Pressing for Evolution in the Field
mars 5, 2018 — The Big Picture
I will not begin with an anecdote about my 25+ year long career, about transgressions I’ve experienced in the work environment and not to mention in life, being referred to as “cute” or “babe” is really the least of it. We’ve all been there, and we all bear the weight of these experiences. Rather, I will focus on numerical representations: nearly 50 percent of architecture graduates are women, yet only half remain in the profession, making up around 31 percent of the profession. A few of those rise at the level of principals and partners, constituting only 20 percent in the field. Ultimately, a handful of woman make it in architecture history books or curricula, serving as symbols of progress for women in or aspiring to be in the profession.
Gender inequity is there, the elephant lurking outside our pristine offices rearing its giant head, waiting to be called out. Through an arguably reductive process of statistical calculations, often relying on voluntary participation and problematic in its own methodologies, we are beginning to quantify a litany of inequalities that persist in the field of architecture and its ancillaries. The numbers, conservative at best, indicate a stagnant progress for women in the workplace. While this essay focuses on the issue of gender inequity in architecture, it is important to point out that it does not exist in a vacuum; it is intrinsically connected to other forms of inequality concerning sexual, racial and economic disparity.
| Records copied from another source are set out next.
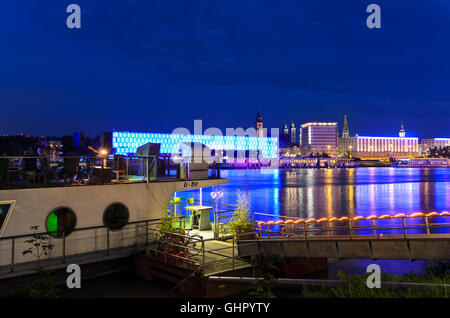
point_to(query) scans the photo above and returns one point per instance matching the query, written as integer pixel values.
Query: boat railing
(50, 171)
(191, 252)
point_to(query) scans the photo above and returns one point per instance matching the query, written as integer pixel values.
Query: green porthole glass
(61, 221)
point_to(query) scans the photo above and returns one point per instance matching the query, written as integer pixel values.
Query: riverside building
(366, 147)
(319, 137)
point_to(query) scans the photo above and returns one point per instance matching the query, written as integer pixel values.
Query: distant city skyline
(155, 66)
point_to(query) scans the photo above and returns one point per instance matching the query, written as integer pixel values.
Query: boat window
(4, 210)
(61, 221)
(116, 216)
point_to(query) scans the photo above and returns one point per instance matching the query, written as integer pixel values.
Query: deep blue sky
(146, 65)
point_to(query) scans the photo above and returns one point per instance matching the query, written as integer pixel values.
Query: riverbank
(374, 164)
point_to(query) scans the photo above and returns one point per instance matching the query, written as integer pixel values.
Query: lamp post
(103, 155)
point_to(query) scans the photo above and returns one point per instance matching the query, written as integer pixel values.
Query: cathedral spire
(345, 131)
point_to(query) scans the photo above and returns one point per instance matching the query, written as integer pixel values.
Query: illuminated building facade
(259, 125)
(127, 143)
(431, 143)
(319, 137)
(379, 147)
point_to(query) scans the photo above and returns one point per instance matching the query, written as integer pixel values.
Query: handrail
(73, 231)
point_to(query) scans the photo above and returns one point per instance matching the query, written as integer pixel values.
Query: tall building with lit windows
(319, 137)
(431, 143)
(259, 125)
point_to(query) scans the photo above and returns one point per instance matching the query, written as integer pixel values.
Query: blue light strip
(395, 138)
(128, 142)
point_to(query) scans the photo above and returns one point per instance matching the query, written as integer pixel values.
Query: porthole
(61, 221)
(116, 216)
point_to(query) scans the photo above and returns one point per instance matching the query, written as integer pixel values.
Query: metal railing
(48, 171)
(187, 251)
(352, 227)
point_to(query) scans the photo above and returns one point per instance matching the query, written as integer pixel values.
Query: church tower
(402, 132)
(345, 131)
(293, 139)
(259, 125)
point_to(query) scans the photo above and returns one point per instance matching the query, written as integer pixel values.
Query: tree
(39, 246)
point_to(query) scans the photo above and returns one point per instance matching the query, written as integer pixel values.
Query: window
(61, 221)
(4, 210)
(116, 216)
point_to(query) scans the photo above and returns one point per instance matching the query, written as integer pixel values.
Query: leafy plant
(39, 246)
(241, 222)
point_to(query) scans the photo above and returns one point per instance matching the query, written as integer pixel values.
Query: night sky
(145, 65)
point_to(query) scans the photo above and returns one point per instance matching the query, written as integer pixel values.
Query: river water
(311, 193)
(317, 193)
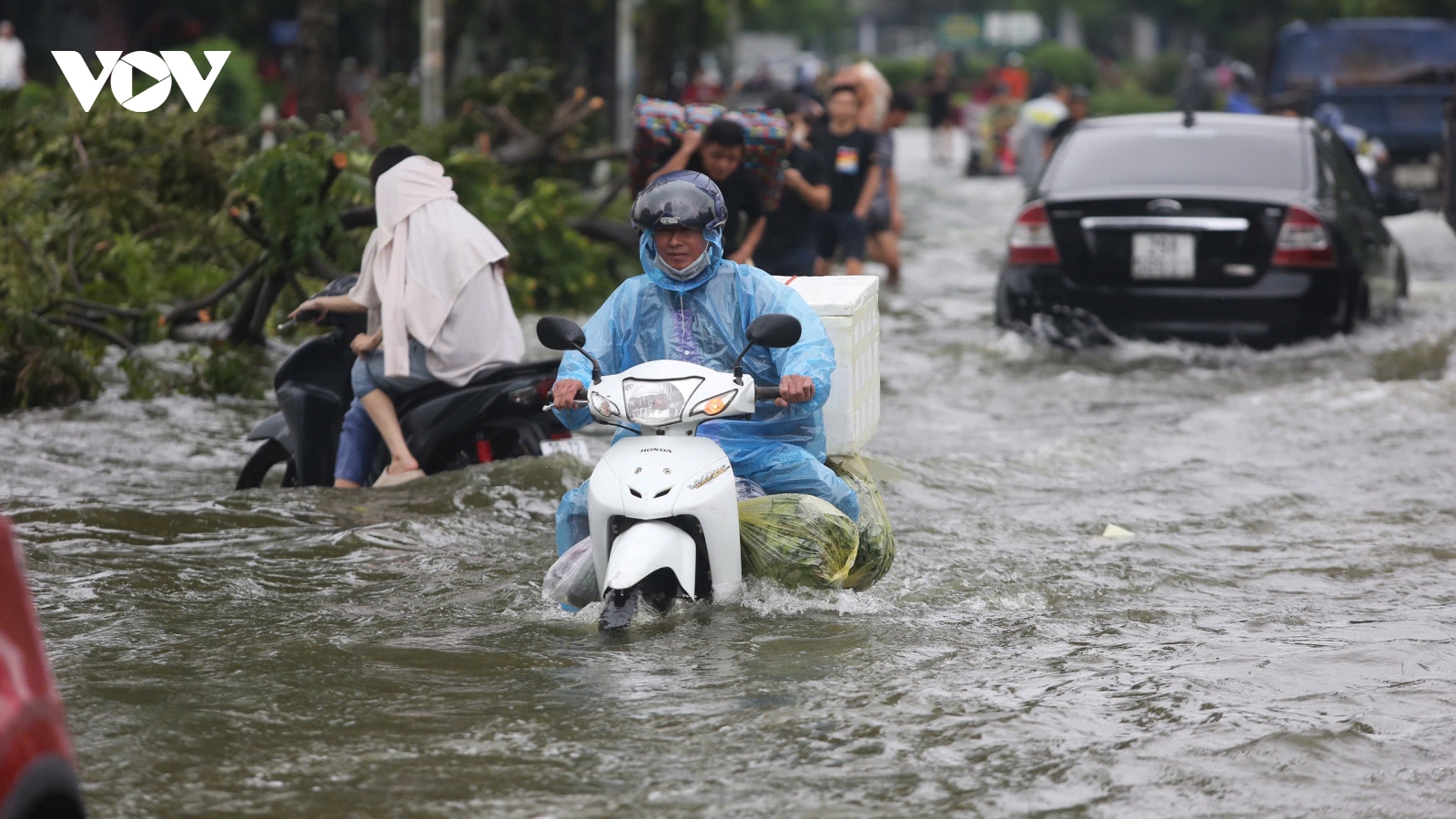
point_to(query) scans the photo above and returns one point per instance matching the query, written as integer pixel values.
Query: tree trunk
(318, 57)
Conditioned as the custodians of society, we challenge inequity by “leaning-in” and “doing it all,” finding ways to integrate our architectural aspirations with our primary task still as caretakers of those around us; of our families, our partners, our homes, etc. This is progress, indeed, but it does not tackle the way the patriarchy has structured our societies such that they continue to restrict women’s professional growth. We are often seen as women first and architects second, and we are often confronted with the difficult decision of choosing between our personal lives or our careers. Hardly ever are male architects questioned about their ability to balance fatherhood and a steady career progression—society rarely expects that of them.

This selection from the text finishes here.